Do you have LuCI installed? You can change dropbear’s SSH configuration under System > Administration, including ‘Allow root logins with password.’ That should get you logged in so you can optionally generate some new keys if you don’t want to keep using passwords.
If you don’t have LuCI installed, go to the GL.iNet’s GUI, More Settings, Advanced, & follow the prompts to install it.
I don’t usually set keyfiles to login to my routers (though I really should). FWIW, the password to the GL.iNet GUI/LuCI should be the same as when connecting via SSH, so it doesn’t look like you’re ‘locked out’ in that regard, fortunately.
Would sshpass help? I expect it’s in Debian’s repos.
I’m thinking Debian 12 may have changed something in their default settings for SSH. I’d consider commenting out your entry for the router in known_hosts & letting a fresh connection apply it again, as if it was for the first time. You might want to back it up beforehand.
Note 192.168.8.1 is the default IP; if you’ve changed it when you last setup your GL-AP1300, you should use that IP instead.

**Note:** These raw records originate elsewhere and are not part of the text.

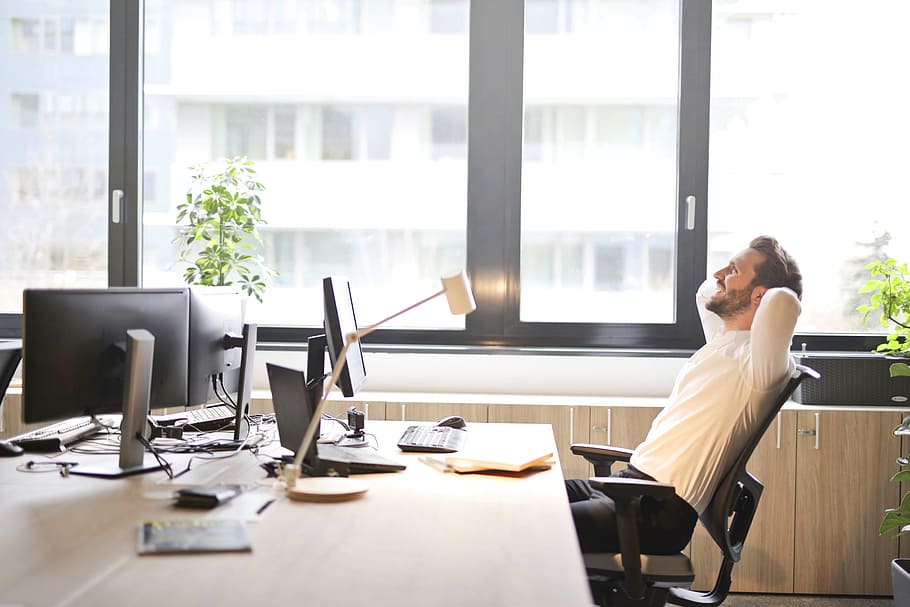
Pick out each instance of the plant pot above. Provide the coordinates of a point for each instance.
(900, 582)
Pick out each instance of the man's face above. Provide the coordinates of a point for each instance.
(734, 284)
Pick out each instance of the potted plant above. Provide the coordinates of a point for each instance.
(890, 294)
(223, 214)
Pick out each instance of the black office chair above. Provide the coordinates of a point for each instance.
(631, 578)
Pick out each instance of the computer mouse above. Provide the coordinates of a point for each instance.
(453, 421)
(8, 449)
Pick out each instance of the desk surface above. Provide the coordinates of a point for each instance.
(460, 539)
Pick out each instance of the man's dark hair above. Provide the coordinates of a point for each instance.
(779, 269)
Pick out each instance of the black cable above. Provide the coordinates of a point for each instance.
(164, 463)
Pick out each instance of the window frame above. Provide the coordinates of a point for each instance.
(495, 132)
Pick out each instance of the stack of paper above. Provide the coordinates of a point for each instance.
(490, 462)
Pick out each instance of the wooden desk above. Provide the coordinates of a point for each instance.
(419, 537)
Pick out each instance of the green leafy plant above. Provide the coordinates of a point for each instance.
(890, 295)
(223, 213)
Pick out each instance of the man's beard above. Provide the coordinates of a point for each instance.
(730, 303)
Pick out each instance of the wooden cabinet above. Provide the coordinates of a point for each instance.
(843, 462)
(570, 425)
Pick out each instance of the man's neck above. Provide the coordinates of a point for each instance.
(740, 322)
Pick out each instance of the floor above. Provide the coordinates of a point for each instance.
(774, 600)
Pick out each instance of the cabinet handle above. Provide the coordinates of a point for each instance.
(778, 429)
(815, 432)
(610, 426)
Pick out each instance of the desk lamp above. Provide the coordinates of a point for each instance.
(457, 290)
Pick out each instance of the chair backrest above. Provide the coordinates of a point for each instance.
(729, 514)
(10, 355)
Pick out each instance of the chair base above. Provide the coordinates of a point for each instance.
(608, 593)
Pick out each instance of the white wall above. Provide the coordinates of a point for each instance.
(575, 375)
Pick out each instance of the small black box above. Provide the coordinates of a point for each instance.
(852, 378)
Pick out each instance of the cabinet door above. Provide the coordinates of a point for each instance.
(844, 461)
(570, 425)
(767, 560)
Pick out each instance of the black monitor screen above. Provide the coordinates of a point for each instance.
(10, 355)
(339, 321)
(74, 348)
(214, 313)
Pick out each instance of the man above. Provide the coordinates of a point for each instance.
(748, 314)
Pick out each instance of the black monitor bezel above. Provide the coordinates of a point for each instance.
(67, 332)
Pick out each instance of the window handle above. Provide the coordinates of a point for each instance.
(690, 212)
(116, 205)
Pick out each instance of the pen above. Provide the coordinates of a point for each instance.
(435, 463)
(264, 506)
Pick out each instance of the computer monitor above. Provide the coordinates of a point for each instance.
(214, 313)
(73, 348)
(339, 320)
(221, 348)
(10, 355)
(93, 351)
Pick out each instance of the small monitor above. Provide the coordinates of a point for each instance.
(339, 320)
(214, 313)
(74, 349)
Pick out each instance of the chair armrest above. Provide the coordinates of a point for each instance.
(627, 489)
(601, 456)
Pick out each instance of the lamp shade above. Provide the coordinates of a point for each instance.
(458, 293)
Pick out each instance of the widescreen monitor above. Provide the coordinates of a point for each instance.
(10, 355)
(74, 348)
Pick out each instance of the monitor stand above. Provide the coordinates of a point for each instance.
(247, 345)
(137, 385)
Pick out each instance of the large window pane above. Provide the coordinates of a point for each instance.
(809, 141)
(53, 161)
(355, 114)
(598, 210)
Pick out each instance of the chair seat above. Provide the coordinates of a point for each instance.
(657, 570)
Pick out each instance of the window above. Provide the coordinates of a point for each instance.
(54, 128)
(562, 190)
(339, 121)
(809, 136)
(600, 165)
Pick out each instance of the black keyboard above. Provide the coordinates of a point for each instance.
(207, 419)
(58, 436)
(432, 439)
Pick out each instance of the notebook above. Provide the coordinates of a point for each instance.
(293, 414)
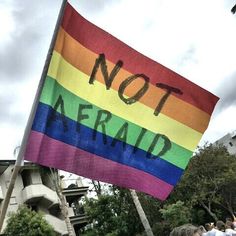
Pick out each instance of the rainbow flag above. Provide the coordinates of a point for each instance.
(109, 113)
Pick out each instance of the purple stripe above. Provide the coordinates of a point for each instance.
(50, 152)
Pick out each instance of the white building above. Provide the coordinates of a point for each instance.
(229, 141)
(34, 187)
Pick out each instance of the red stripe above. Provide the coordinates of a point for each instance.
(99, 41)
(50, 152)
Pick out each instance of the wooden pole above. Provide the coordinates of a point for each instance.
(141, 213)
(20, 158)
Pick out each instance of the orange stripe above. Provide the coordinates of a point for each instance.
(83, 59)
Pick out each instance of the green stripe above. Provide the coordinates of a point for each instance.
(51, 92)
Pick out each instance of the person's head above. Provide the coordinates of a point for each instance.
(220, 225)
(209, 226)
(185, 230)
(229, 225)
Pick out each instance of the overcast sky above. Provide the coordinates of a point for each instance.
(196, 39)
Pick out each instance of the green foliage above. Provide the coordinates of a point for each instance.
(113, 214)
(209, 181)
(171, 214)
(26, 222)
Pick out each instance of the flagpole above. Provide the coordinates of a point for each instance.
(20, 157)
(141, 213)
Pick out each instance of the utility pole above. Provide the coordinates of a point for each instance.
(233, 10)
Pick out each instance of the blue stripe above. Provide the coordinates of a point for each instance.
(83, 140)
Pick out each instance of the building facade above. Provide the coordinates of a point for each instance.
(34, 187)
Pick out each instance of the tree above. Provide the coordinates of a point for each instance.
(26, 222)
(113, 214)
(210, 181)
(171, 214)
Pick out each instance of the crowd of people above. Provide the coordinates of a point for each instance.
(210, 229)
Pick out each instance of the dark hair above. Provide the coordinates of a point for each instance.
(220, 225)
(184, 230)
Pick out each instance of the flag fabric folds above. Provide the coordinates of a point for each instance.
(109, 113)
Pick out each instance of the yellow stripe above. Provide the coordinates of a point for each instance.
(77, 82)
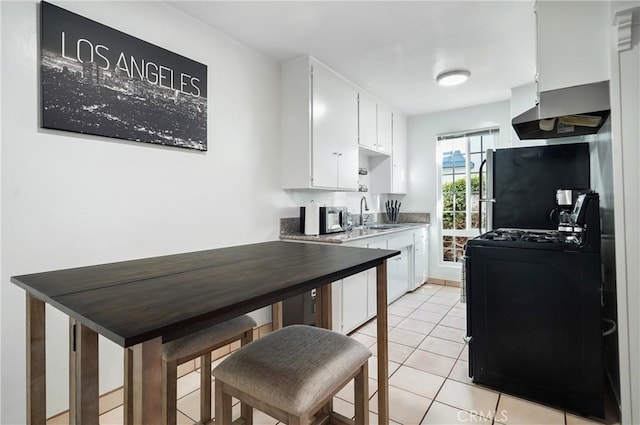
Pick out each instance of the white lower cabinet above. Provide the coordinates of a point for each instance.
(420, 257)
(354, 301)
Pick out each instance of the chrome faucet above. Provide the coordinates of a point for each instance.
(366, 208)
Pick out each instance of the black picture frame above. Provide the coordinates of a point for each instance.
(100, 81)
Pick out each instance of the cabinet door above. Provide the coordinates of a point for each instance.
(399, 156)
(354, 301)
(420, 257)
(334, 129)
(384, 128)
(397, 275)
(367, 120)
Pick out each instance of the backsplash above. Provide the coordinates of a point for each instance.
(292, 224)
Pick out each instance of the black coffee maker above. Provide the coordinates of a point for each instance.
(561, 215)
(585, 221)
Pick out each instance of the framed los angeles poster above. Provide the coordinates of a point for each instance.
(97, 80)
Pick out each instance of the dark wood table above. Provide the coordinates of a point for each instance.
(139, 304)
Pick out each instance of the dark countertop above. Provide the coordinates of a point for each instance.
(376, 229)
(134, 301)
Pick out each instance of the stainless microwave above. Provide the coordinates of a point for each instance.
(331, 219)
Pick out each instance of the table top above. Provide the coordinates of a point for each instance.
(134, 301)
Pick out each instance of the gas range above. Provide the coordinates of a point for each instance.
(526, 238)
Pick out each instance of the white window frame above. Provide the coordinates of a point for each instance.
(468, 232)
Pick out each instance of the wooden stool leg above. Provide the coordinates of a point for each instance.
(205, 388)
(361, 389)
(223, 405)
(169, 392)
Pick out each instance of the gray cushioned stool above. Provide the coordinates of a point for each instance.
(198, 344)
(291, 374)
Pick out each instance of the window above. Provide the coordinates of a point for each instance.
(460, 156)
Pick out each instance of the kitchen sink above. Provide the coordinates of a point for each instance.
(385, 226)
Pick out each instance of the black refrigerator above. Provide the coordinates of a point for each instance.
(534, 319)
(522, 183)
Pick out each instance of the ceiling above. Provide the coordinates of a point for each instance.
(393, 49)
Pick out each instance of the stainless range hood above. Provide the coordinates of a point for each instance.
(572, 111)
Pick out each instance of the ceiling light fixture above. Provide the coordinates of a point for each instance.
(453, 77)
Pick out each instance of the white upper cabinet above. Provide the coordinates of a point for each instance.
(320, 127)
(573, 43)
(367, 120)
(399, 156)
(385, 132)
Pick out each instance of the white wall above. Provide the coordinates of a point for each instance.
(625, 109)
(70, 200)
(423, 187)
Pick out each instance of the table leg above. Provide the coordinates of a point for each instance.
(383, 344)
(276, 316)
(83, 374)
(147, 382)
(323, 307)
(128, 386)
(323, 320)
(36, 362)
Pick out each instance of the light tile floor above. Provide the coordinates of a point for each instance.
(428, 374)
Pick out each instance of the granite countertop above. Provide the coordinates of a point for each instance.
(357, 233)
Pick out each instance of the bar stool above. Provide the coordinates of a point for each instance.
(292, 374)
(197, 344)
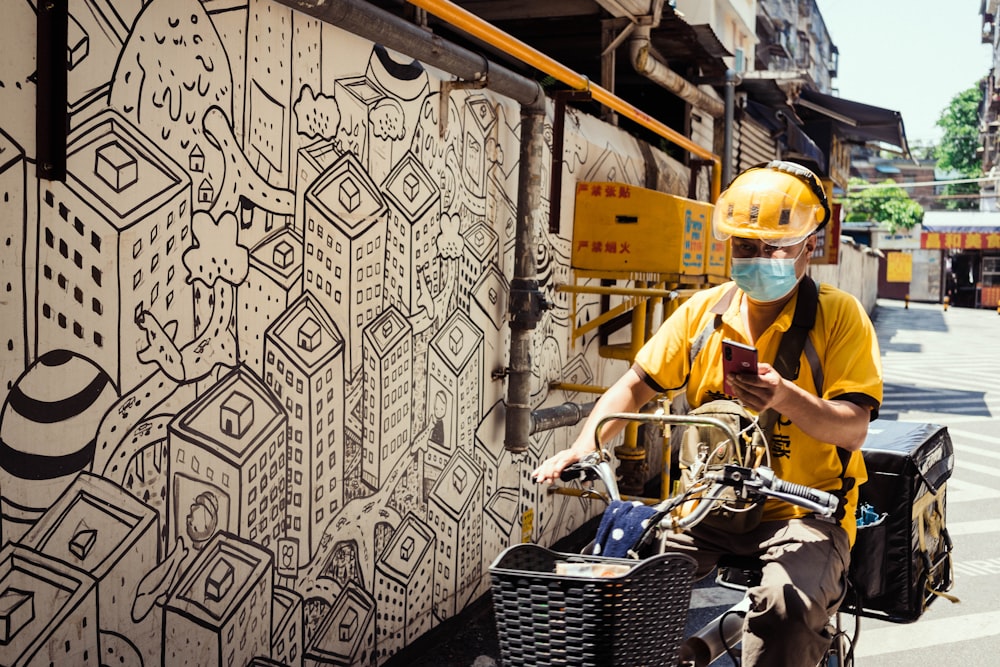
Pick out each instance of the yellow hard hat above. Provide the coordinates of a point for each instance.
(778, 202)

cat ~/.ssh/known_hosts will show all hosts you’ve ever SSH’d into. To see a list of how your Debian host connects to your LAN & the associated route it takes, try:
ip a | grep 192 && route -ne
Your router’s IP is going to be listed in there, somewhere.
Dropbear on OpenWrt offers an ssh-rsa key, which is rejected by openssh because it is not in it’s list of accepted keys (implicit or in ssh_config). Using this commandline option the config is overruled in you local ssh client. Don’t know if you have to specify it each time, maybe it is stored in known_hosts. (Mijzelf, Apr’22)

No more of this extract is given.